LM: Basically a woman’s main aim is to infantilise herself. I also can’t help but realise that we’re looking through a window that has a building shaped like a penis, with a glass ceiling,
RB: Yes i wonder who designed that?
LM: Could it have been a man?

Q: Do you think theres a lot of contradiction in society? When girls are younger they are sexualised and encouraged to look older but when a women reaches a certain age they’re encouraged to infantilise themselves.

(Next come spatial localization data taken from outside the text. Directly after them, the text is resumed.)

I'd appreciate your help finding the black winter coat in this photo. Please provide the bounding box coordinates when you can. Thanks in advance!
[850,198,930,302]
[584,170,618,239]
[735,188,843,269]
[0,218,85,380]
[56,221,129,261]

RB: That relates slightly to part of the show actually, where we play a clip from a show with John Cleese. Its a documentary series that we both watched, by the BBC, made in the early 2000’s called the ‘Science of Beauty’ or something and it was John Cleese, a white man in his 70s, teaching us all about what made a beautiful woman and it was all very scientific. He walks around on Elizabeth Hurley’s face and showed us why Liz Hurley was so beautiful he measured her out, her hips and so forth. He then stated that women are the most attractive between the ages of 14 and 24 because thats when they’re most fertile and thats therefore when someone would most want to sleep with them and impregnate them for the rest of the tribe’s good.
LM: So maybe every woman should just aim to be between the ages of 14 and 24.
RB: Maybe those are the golden ten years that we’re all aiming for, ignoring any other drive that might make you attracted or interested in as a human being.
Me: Well we can ask John Cleese if we become a little confused about it.
LM: Yes i’m sure he’ll explain it to us throughly
RB: Thats depressing as we race towards our 30th birthdays.
LM: Yes, and on that topic, in the show, there is a shot of an actual advert that says “get your girls first bikini wax!’ and theres what looks like a 12 year old girl leaping in her bikini. What I find really problematic about it is that its clearly photoshopped, but around the bikini there are tan lines. So either they saw the tan lines and decided to leave it or they purposefully put it in to create that hint of material slipping and sliding around.
RB: It reminds me of the sort of shame about being hairy and just to get personal with you Eleanor, I got my legs sugared which is a little bit like waxing when I was 13 years old and fainted in the beauticians place. My mom wasn’t there she’d gone to the shops, and I’d fainted and my mom returned to see this poor beautician giving me a chocolate bar because I’d passed out from the pain and I left with one leg completely sugared and the other completely hairy.
LM: I remember being about 12 and my mom examining my armpits and telling me I had to start shaving my armpits.
Me: Yeah i remember going through a similar thing with girls at school.
RB: Its all quite depressing…
LM: That pause is just us all staring into the distance…
Me: Well that concludes the interview!
LM: Now lets all go home and shave!

Sh!t Theatre’s new performance DollyWould, begins 19th March – 14th April 2018 at Soho Theatre, London.